Everyday Low Carb Bread
Everyday Low Carb Bread blends eggs, quark (or Greek yogurt), almond flours, coconut flour, psyllium husks, chia seeds, and optional sunflower seeds into a dense, filling loaf. The dough rests before baking to let fibers absorb moisture, resulting in a firm yet sliceable low-carb bread alternative.
Ingredients
- 250 g / 1 cup quark (use Greek yoghurt as an alternative)
- 3 egg
- 1 cup / 100g almond flour or ground almonds, or almond meal
- 2 tbsp / 12g coconut flour
- 3 tbsp / 18g psyllium husks 1 ½ tablespoon if using psyllium husk powder)
- 3 tbsp / 30g chia seeds
- ½ tbsp / 6g baking powder
- ½ tsp / large pinch salt
- 2 tbsp / 15g sunflower seeds optional
Instructions
- Line a small loaf tin (450ml capacity) with parchment paper.
- In a bowl, mix the eggs and quark with an electric mixer until smooth.
- Add the almond flour/ground almonds, coconut flour, baking powder and salt. Mix until fully combined.
- Last, add the chia seeds and psyllium husks. Add the sunflower seeds if you're using them.
- Fill the dough into the loaf tin and let it rest for 15 minutes so the psyllium and the chia can absorb the liquid. Sprinkle sunflower seeds on the top.

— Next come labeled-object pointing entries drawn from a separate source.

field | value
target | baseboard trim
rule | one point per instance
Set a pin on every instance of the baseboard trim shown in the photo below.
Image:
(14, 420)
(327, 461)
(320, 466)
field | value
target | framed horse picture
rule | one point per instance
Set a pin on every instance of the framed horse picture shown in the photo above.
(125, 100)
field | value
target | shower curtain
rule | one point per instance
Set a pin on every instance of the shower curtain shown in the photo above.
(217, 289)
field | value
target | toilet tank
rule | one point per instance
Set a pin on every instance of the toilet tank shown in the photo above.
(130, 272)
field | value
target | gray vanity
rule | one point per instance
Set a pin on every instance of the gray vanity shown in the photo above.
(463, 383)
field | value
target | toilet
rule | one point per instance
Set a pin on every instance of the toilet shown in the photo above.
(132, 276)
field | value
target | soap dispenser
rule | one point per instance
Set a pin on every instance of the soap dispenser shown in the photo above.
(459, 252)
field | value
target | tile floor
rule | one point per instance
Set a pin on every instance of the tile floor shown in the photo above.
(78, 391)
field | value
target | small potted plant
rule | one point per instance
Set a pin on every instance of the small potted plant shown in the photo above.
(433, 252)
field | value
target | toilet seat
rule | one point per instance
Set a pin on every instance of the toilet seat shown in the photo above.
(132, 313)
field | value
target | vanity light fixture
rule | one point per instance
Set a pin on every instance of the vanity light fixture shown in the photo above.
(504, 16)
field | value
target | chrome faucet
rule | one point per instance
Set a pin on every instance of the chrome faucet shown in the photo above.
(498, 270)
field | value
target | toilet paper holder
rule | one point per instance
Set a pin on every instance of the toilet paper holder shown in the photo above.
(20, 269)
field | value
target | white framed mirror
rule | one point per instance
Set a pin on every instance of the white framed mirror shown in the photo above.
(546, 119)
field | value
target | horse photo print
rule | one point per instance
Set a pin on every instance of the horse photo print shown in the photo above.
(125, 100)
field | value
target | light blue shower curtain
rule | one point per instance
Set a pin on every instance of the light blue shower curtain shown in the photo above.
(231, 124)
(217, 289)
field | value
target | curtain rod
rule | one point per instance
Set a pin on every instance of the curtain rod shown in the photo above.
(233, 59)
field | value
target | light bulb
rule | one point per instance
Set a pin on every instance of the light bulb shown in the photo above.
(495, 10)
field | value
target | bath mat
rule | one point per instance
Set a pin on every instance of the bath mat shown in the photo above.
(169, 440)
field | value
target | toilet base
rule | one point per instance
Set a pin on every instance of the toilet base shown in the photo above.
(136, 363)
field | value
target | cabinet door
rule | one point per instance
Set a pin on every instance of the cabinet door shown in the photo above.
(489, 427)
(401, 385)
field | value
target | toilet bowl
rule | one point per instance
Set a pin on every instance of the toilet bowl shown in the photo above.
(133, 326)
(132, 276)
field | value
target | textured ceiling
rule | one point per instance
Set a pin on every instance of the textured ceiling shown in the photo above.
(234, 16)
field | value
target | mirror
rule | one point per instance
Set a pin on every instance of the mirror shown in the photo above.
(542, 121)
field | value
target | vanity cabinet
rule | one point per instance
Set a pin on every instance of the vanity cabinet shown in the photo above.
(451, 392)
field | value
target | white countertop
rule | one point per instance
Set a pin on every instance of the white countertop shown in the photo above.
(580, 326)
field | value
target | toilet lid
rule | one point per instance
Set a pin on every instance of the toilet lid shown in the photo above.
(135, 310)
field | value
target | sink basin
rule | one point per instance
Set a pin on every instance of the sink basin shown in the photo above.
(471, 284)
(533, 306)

- Preheat the oven to 170 Celsius / 340 Fahrenheit.
- Bake for around 45 minutes or until the top is lightly browned and a knife inserted comes out clean.
Notes
- Substitute quark with Greek yogurt if quark is unavailable.
- Use a small loaf tin (about 18 x 9 cm, 450ml volume) for best results.
- Sunflower seeds on top are optional and can be replaced with sesame or pumpkin seeds if preferred.
- Nutrition calculations are based on 12 slices; 1-2 slices are a filling serving.
Nutrition Information
Nutrition Facts
Serving: 12 Serving
Amount Per Serving
Calories 107
% Daily Value*
| Calories | 107kcal | 5% |
| Total Carbohydrates | 6.3g | 2% |
| Protein | 7.6g | 15% |
| Fat | 6.3g | 10% |
| Fiber | 3.9g | 16% |
| Sugar | 0.3g | 1% |
* Percent Daily Values are based on a 2,000 calorie diet.